Saturday June 30 12:52 AM EDT
Experienced public-school teachers reportedly are increasingly opting out of handling New York City fourth-grade classes - supposedly because they can't handle the pressure of preparing their students for the important reading and math tests that gauge classroom success.
Since the union's contract lets tenured teachers choose their classroom assignments, many of those instructors have decided to leave the task of prepping fourth-grade students to those with far less experience.
Good for the senior teachers.
Too bad about the kids.
The teachers complain that they're being held accountable for poor results on the fourth-grade tests - only 44 percent of city pupils passed the reading exam this year - even though the tests actually reflect skills the kids should have been learning since kindergarten.
Maybe so.
But if teachers aren't prepared to be held accountable for the failure of their students to learn, then they shouldn't be in the classroom to begin with.
Fourth-grade tests are the most critical factor when it comes to evaluating an elementary school. So yes, the pressure on teachers is enormous.
But it should be. If students aren't learning, then there has to be accountability.
Besides, we're not talking about inculcating 10-year-olds in the finer points of philosophy or trigonometry.

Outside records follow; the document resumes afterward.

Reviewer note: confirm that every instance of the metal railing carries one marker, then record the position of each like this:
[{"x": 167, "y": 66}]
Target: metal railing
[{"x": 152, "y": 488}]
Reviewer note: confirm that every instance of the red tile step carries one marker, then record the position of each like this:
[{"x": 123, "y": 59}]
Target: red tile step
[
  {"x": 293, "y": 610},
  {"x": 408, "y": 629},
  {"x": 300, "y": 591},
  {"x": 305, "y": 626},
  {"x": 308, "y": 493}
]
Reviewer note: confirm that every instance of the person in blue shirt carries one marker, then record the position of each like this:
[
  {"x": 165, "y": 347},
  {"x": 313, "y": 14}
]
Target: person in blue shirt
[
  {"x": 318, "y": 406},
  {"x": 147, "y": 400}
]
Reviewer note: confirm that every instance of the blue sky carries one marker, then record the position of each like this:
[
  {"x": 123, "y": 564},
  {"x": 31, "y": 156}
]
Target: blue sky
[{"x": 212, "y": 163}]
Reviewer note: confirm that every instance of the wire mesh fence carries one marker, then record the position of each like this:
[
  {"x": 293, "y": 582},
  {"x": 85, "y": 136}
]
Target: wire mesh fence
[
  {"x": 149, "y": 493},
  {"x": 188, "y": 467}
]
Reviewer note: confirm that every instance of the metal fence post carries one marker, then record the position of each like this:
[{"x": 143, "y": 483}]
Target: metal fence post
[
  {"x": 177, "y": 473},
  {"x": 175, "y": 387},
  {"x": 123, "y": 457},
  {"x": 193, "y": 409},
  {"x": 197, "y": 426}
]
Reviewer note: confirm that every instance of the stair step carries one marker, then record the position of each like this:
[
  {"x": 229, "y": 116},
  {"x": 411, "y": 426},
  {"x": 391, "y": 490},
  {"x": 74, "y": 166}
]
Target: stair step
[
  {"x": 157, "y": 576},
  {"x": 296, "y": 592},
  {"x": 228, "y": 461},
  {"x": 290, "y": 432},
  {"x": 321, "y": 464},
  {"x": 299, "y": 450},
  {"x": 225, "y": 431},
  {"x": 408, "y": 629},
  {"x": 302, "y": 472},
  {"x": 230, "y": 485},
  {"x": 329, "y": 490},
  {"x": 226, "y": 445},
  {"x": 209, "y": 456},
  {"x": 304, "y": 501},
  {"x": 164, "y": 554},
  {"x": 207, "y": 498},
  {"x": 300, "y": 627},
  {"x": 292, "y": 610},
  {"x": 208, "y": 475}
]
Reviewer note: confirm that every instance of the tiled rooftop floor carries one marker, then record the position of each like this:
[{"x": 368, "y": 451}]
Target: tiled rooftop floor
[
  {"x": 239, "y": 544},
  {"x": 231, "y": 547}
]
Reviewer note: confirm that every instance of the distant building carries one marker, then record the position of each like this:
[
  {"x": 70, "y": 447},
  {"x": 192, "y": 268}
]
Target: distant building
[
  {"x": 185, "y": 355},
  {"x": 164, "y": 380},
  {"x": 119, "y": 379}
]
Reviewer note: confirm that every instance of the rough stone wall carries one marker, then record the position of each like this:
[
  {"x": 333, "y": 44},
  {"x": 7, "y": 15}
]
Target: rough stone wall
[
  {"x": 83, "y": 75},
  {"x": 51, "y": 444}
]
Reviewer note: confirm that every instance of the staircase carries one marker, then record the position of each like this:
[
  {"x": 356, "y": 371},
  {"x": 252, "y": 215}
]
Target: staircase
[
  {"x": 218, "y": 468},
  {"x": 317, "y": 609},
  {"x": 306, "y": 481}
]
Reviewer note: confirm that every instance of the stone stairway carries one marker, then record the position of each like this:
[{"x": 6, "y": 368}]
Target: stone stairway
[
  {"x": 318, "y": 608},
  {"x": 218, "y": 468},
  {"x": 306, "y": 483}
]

The tests measure basic skills - of the kind that every fourth-grader needs to have.
UFT President Randi Weingarten complains that the tests are being used as an "off-with-your-head tool." That strikes us as overheated rhetoric - but if it's true, we don't exactly have a problem.
Actually, it's time for all teachers - not just those responsible for fourth-graders - to start feeling more pressure to prepare their students properly.
Those who can't do that should have reason to feel nervous.